A 22 year old female, found to have severe anaemia by her General Practitioner, presented at the Haematology Clinic for further investigative studies. A full blood count and haemoglobin electrophoresis (EPG) were performed .
The results were as follows:
Hb | 76 g/L | 115-165 |
Hct | 0.244 | 0.37-0.47 |
MCV | 83.3 fL | 80-100 |
MCH | 25.9 pg | 26.5-33.0 |
The blood film was mildly microcytic and hypochromic. There was an occasional nucleated red cell present while many of the red cells showed coarse basophilic stippling.
The EPG results were as follows:
Hb EPG Cellulose Acetate (pH 8.6) No abnormal band detected.
Hb A2: | 2.6 % | 2.0-3.5 % |
Hb F: | <1.0 % | <1 % |
Hb H inclusions: not detected
No abnormality detected.
Iron studies were normal in this case.
A bone marrow aspirate was performed. The marrow was hypercellular with increased erythropoiesis and mild dyserythropoiesis. No abnormal sideroblasts were seen.
As coarse basophilic stippling in the red cells is a feature of lead poisoning, a lead level was performed. The lead was found to be 5.0 umol/L with a normal range of 0-0.5 umol/L. The level of mercury was also examined and found to be <1 nmol/L with a normal range of ≤50 nmol/L.

Blood film showing coarse basophilic stippling
After questioning the patient in this case study it became evident that the patient had been taking a medication supplied to her by her Indian doctor. The medicine was in a powder form. A sample of this medication was sent for analysis which showed that the powder contained 12 % lead.
Patients with lead poisoning clinically present with abdominal colic and constipation, peripheral neuropathy and anaemia. The anaemia is invariably a hypochromic microcytic anaemia as the ingestion of lead interferes with haem synthesis. It does so by inhibiting several enzymes directly involved with haem synthesis. Pyrimidine 5′-nucleotidase is one such enzyme.

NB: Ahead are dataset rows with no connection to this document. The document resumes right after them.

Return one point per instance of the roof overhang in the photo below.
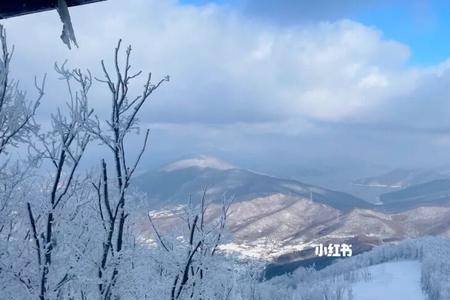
(13, 8)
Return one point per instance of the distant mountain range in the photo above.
(175, 183)
(282, 220)
(401, 178)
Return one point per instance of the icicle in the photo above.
(68, 34)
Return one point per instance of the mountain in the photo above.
(176, 182)
(434, 192)
(281, 220)
(401, 178)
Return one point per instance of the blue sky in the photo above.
(286, 82)
(423, 25)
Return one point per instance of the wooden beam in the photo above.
(15, 8)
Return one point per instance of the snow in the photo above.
(201, 162)
(391, 281)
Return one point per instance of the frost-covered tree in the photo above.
(113, 192)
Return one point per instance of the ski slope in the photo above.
(391, 281)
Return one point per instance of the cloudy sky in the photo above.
(268, 82)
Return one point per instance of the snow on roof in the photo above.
(15, 8)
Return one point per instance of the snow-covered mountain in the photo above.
(177, 181)
(281, 220)
(402, 178)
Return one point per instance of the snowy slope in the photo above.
(391, 281)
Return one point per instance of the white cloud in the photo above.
(226, 68)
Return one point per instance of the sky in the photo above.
(312, 84)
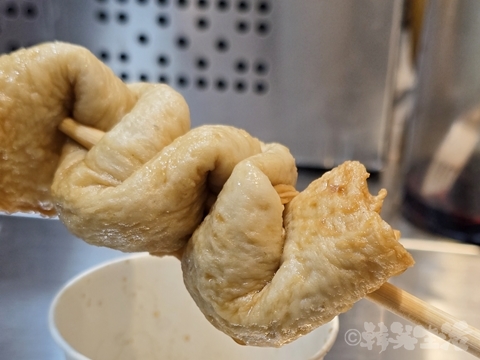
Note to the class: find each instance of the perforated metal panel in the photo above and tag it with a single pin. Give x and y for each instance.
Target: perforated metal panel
(314, 75)
(190, 44)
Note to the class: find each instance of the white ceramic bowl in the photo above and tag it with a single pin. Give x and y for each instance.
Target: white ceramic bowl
(138, 308)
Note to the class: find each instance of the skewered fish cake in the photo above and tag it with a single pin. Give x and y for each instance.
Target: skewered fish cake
(263, 272)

In its absence, pyrimidine nucleotides accumulate in the red cells, preventing iron from being incorporated into haem at a normal rate. This leads to a shortened red cell life span resulting in a mild haemolytic anaemia. The characteristic feature on the blood film in lead poisoning is coarse basophilic stippling in the red cells. The hypochromic microcytosis is not necessarily associated with iron deficiency.
The patient in this case study was treated with Meso-2-3-dimercaptosuccinic acid (DMSA) commonly known as succimer, a compound approved by the FDA in the 1960’s for the chelation or removal of heavy metals, particularly lead and mercury. She was initially given a three week course of succimer, 400 mg in the morning and 600 mg in the evening. Her haemoglobin began to rise while the level of lead began to fall. Two months later a similar course of succimer was administered. By the end of the second course the lead level was 0.8 umol/L, still significantly raised. The haemoglobin had returned to normal.
The Public Health Act (1991) states that a lead level of ≥0.72 umol/L must be notified and that repeat testing should occur after three months to assess the effectiveness of treatment.